All of it makes for a rollicking, outsize tale of overweening ambition and palace intrigue, but "J. Edgar" instead plays it safe in a turgid, back-and-forth series of tableaux that look as if they were filmed from behind a scrim soaked in weak tea. As Hoover dictates his memoirs to a series of young agents, his hectoring drawl takes us back to his early years fighting gangsters and solving the Lindbergh kidnapping, while the central narrative traces his alliance with Tolson, portrayed by Hammer as an eager pup who agrees to be Hoover's No. 2 only if they will never miss a lunch or dinner together.

The tacit premise of "J. Edgar" is that, despite liaisons with Dorothy Lamour and Lela Rogers, Hoover was a closeted homosexual, unable to come to grips with his identity because of the suffocating control of his cruel, power-hungry mother. ("I'd rather have a dead son than a daffodil for a son," she tells him.)

In one of several awkwardly staged scenes, after Annie's death, J. Edgar dons one of her dresses and a string of beads, apparently as a sop to audiences familiar with long-standing rumors of cross-dressing. But what the filmmakers clearly intend as a sympathetic portrayal of Hoover's tortured psyche instead gives him a troubling resemblance to Norman Bates. ("Yes, mother," Hoover wearily singsongs in "J. Edgar's" Oedipal leitmotif.)

There are other blips and slips: As persuasive as DiCaprio's performance is, Hammer never finds his footing as Tolson, who teeters on the verge of fey stereotype; his unsure portrayal isn't helped by the atrocious rubbery mask he wears in Tolson's later years. Supporting figures such as Robert F. Kennedy and Richard M. Nixon are played in wince-inducing impersonations that, in Nixon's case especially, play like crude "Saturday Night Live" outtakes; the tantalizing figure of Miss Gandy, who held all of Hoover's secrets, is never fleshed out (she's even denied the dignity of an end-credit postscript).

Eastwood's most fascinating narrative gambit comes late in the film, when Tolson boldly tells Hoover - and the audience - that the stories he's telling for the record didn't happen the way we just saw them play out. He didn't arrest the Lindbergh kidnapper or run down hoodlums with guns blazing.

But if "J. Edgar" suggests that he was his own most unreliable narrator, it still leaves viewers with a confounded sympathy, even gratitude, for the man. However alarming the comparison might be to Eastwood and his fans, the movie that "J. Edgar" brings most readily to mind may be Oliver Stone's "Nixon," which offered a similar psycho-biographical olive branch to its conflicted, controversial protagonist.

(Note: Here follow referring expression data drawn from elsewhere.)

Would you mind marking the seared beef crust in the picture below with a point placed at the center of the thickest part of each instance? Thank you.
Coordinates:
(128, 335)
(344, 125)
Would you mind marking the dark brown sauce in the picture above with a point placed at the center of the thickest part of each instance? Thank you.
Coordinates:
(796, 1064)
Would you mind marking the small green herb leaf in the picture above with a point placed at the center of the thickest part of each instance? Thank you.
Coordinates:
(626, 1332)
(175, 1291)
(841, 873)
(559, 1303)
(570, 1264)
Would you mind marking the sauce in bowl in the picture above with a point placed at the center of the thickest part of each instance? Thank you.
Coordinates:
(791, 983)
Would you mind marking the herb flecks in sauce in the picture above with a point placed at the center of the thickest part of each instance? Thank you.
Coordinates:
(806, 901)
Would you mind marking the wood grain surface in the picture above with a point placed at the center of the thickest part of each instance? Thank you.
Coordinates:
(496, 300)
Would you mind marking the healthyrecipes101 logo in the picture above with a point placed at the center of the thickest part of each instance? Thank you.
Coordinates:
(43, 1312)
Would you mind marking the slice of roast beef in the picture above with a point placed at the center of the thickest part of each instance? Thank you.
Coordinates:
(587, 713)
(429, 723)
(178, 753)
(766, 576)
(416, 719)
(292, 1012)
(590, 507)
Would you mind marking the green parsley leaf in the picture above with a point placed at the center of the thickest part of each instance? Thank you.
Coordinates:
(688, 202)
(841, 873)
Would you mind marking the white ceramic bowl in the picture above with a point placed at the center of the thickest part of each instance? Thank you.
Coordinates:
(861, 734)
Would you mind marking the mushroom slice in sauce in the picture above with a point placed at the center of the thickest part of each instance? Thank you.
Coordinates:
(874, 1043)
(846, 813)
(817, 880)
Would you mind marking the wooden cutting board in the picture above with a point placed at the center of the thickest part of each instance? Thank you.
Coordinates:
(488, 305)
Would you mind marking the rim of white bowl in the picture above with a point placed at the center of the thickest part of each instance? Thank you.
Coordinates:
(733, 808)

"Your child is sure and keeps this country safe," Miss Gandy tells the aging Hoover at one point. Eastwood would seem to agree, judiciously reminding viewers of Hoover's best intentions while choosing to relegate his most egregious missteps to the shadows (literally, when Hoover bugs and wiretaps a philandering Martin Luther King Jr.). The contradiction "J. Edgar" never confronts is that, for much of Hoover's tenure, untold numbers of Americans weren't safe, being routinely raped, kidnapped and lynched in a campaign of racist intimidation. Hoover chose not to investigate those crimes with his patented aggressive zeal, of course, choosing instead to ignore them in the name of fighting communism. During those years at least, he let the terrorists win.